Twitter made news again following the death of Osama bin Laden. One of the circulating stories was about Sohaib Athar, a man with the Twitter handle @ReallyVirtual, who broke the story of the raid on bin Laden's stronghold without knowing it. "Helicopter hovering above Abbottabad at 1AM (is a rare event.)," he wrote.
"The Internet surged with conversation about the death of Osama bin Laden, cementing social-media sites' growing roles as disseminators of breaking news and as public squares where people discuss it," the Wall Street Journal reported.
Meanwhile, @keithurbahn, a former chief of staff to erstwhile Secretary of Defense Donald Rumsfeld, broke the news of what those helicopters were doing there to begin with -- they were part of a successful Navy SEAL operation to capture or kill Bin Laden.

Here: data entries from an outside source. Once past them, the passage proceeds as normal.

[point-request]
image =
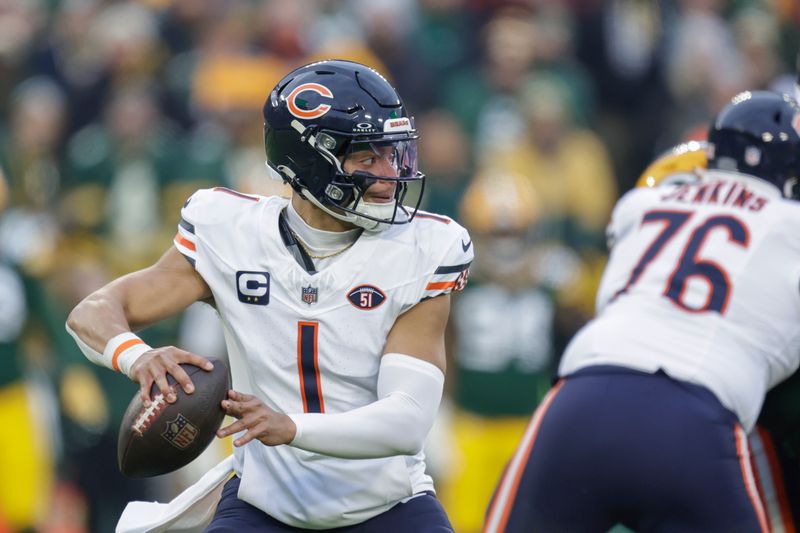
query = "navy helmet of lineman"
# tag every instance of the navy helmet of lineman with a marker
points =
(758, 133)
(321, 112)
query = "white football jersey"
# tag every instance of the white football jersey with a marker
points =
(313, 343)
(703, 281)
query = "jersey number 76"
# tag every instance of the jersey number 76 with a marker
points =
(690, 264)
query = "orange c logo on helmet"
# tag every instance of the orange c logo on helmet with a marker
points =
(316, 112)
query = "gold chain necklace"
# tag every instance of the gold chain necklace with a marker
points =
(325, 256)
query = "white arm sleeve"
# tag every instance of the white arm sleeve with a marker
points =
(91, 354)
(409, 393)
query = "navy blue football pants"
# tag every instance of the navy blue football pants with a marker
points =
(611, 445)
(422, 514)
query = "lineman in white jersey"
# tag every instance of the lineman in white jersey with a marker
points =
(333, 304)
(698, 316)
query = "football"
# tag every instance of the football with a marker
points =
(161, 438)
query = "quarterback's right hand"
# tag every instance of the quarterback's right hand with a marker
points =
(153, 367)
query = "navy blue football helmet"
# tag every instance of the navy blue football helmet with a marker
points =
(758, 133)
(319, 114)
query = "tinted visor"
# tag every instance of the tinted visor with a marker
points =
(389, 159)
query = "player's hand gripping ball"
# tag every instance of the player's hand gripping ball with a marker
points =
(165, 436)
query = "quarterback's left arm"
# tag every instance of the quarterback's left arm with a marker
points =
(410, 384)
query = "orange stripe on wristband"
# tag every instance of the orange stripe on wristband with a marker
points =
(121, 348)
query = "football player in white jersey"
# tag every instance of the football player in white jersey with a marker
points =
(698, 315)
(333, 303)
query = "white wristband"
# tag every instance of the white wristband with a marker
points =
(123, 350)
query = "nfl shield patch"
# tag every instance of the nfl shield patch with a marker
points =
(180, 432)
(310, 294)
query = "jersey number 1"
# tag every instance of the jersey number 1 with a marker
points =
(308, 367)
(690, 265)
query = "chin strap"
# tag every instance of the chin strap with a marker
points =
(291, 243)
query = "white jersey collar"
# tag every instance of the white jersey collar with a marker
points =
(762, 186)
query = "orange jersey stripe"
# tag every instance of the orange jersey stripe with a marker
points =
(121, 348)
(497, 518)
(440, 285)
(777, 480)
(743, 452)
(180, 239)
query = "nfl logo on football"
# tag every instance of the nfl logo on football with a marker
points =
(310, 295)
(180, 432)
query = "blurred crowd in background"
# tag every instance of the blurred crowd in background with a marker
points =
(535, 117)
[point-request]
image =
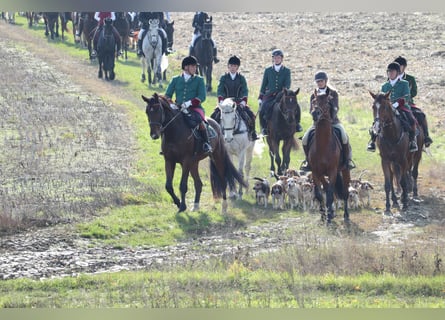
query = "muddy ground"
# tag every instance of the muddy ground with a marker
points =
(59, 135)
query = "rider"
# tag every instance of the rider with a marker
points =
(101, 17)
(190, 92)
(321, 79)
(198, 23)
(144, 18)
(275, 79)
(419, 114)
(234, 85)
(400, 98)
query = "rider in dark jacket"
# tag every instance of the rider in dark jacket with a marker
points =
(198, 22)
(144, 18)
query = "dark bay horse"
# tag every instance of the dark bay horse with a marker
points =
(281, 127)
(324, 157)
(178, 146)
(203, 51)
(122, 26)
(106, 52)
(87, 25)
(393, 143)
(52, 24)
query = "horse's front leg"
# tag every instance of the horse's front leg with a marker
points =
(319, 197)
(330, 201)
(169, 173)
(198, 185)
(183, 186)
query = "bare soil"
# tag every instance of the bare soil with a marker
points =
(60, 135)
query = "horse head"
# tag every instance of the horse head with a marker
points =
(288, 104)
(155, 114)
(228, 118)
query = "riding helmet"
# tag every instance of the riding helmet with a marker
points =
(234, 60)
(190, 60)
(320, 75)
(393, 66)
(277, 52)
(401, 60)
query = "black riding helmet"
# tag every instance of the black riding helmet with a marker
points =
(401, 60)
(190, 60)
(277, 52)
(320, 75)
(234, 60)
(393, 66)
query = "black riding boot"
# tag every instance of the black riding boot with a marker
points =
(140, 53)
(305, 164)
(427, 141)
(412, 139)
(371, 144)
(263, 123)
(215, 58)
(347, 161)
(206, 147)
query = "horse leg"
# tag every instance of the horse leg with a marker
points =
(319, 197)
(169, 173)
(198, 185)
(404, 196)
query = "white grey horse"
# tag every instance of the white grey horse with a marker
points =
(152, 48)
(236, 140)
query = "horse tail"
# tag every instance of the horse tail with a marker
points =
(231, 176)
(339, 190)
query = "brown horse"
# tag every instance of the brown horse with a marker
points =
(88, 25)
(397, 162)
(281, 127)
(179, 146)
(324, 157)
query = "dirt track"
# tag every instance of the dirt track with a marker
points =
(51, 109)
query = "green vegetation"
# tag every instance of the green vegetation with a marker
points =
(305, 276)
(234, 288)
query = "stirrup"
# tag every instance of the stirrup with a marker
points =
(305, 166)
(351, 164)
(207, 148)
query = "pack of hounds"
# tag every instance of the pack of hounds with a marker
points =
(295, 190)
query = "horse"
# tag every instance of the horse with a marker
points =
(178, 146)
(281, 127)
(152, 48)
(397, 162)
(236, 139)
(203, 51)
(169, 30)
(88, 24)
(52, 24)
(106, 52)
(123, 27)
(324, 157)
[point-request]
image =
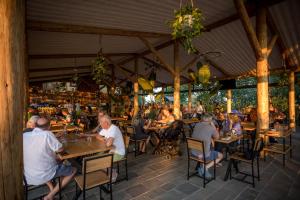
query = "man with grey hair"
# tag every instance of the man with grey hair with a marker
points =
(112, 137)
(206, 131)
(40, 162)
(31, 123)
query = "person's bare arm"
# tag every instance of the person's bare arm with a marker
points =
(99, 137)
(109, 141)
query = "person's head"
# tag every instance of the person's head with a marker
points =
(105, 122)
(100, 115)
(31, 123)
(43, 123)
(206, 117)
(166, 112)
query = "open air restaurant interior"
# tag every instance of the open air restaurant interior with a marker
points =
(140, 99)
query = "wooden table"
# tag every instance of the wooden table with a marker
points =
(57, 129)
(76, 146)
(228, 140)
(118, 119)
(279, 148)
(157, 133)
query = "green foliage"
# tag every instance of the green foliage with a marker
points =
(99, 69)
(187, 25)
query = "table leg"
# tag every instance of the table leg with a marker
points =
(291, 145)
(283, 155)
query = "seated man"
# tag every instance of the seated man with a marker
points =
(112, 136)
(206, 131)
(98, 128)
(31, 123)
(40, 164)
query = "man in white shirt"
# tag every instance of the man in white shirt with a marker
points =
(40, 164)
(112, 136)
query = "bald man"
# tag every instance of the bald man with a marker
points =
(40, 162)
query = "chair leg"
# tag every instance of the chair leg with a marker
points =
(59, 187)
(110, 191)
(118, 168)
(83, 194)
(135, 148)
(126, 169)
(100, 192)
(188, 169)
(204, 175)
(258, 176)
(215, 169)
(252, 166)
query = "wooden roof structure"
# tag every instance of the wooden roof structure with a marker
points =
(65, 36)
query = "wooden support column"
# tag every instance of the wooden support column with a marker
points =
(163, 94)
(262, 69)
(189, 97)
(136, 90)
(259, 44)
(12, 72)
(229, 101)
(292, 100)
(176, 81)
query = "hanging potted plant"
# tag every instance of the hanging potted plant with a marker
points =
(187, 25)
(99, 69)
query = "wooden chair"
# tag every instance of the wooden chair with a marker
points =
(28, 188)
(195, 144)
(96, 172)
(130, 130)
(126, 142)
(249, 159)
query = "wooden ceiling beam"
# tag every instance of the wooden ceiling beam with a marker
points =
(245, 19)
(59, 68)
(159, 57)
(161, 66)
(92, 55)
(69, 28)
(282, 48)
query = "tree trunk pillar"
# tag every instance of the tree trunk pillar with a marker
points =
(163, 95)
(229, 101)
(176, 81)
(189, 98)
(136, 90)
(292, 100)
(262, 70)
(12, 72)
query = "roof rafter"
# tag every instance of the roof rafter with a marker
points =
(70, 28)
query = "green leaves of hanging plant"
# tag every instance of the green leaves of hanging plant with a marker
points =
(187, 25)
(99, 69)
(204, 74)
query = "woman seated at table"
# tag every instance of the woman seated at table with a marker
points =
(167, 117)
(236, 124)
(140, 134)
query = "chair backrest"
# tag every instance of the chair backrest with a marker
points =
(130, 130)
(248, 125)
(195, 144)
(96, 163)
(259, 144)
(126, 139)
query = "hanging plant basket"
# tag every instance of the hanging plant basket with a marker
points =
(187, 25)
(99, 69)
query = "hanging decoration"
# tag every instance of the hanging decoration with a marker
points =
(202, 75)
(187, 25)
(99, 65)
(99, 68)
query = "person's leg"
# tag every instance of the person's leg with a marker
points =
(214, 155)
(64, 181)
(50, 185)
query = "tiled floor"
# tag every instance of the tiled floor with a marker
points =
(155, 177)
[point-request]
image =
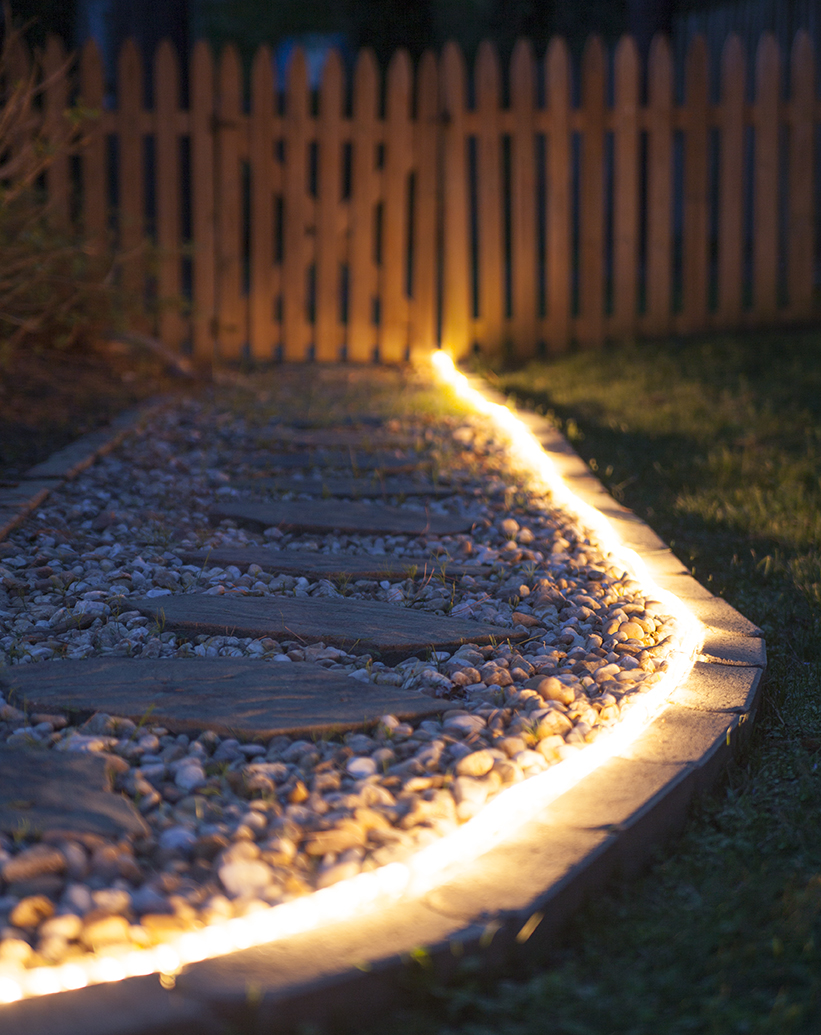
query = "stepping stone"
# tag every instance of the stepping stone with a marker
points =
(230, 696)
(293, 562)
(339, 460)
(344, 622)
(50, 792)
(357, 488)
(329, 515)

While a tweet may have broken the news, it seems safe to say that the mere fact of Twitter as news-breaker just isn't news anymore. Consider that in 1991 it was groundbreaking that Rodney King's beating at the hands of the Los Angeles police was caught on videotape. Today, nearly every police cruiser in America has a video camera mounted on the dashboard, and events large and small are captured on camera-phones that can be turned on in an instant.
While social media will continue to evolve and deliver news in new ways, its status as part of the reporting process, it's safe to say, has moved past the age of novelty, into an era of necessity.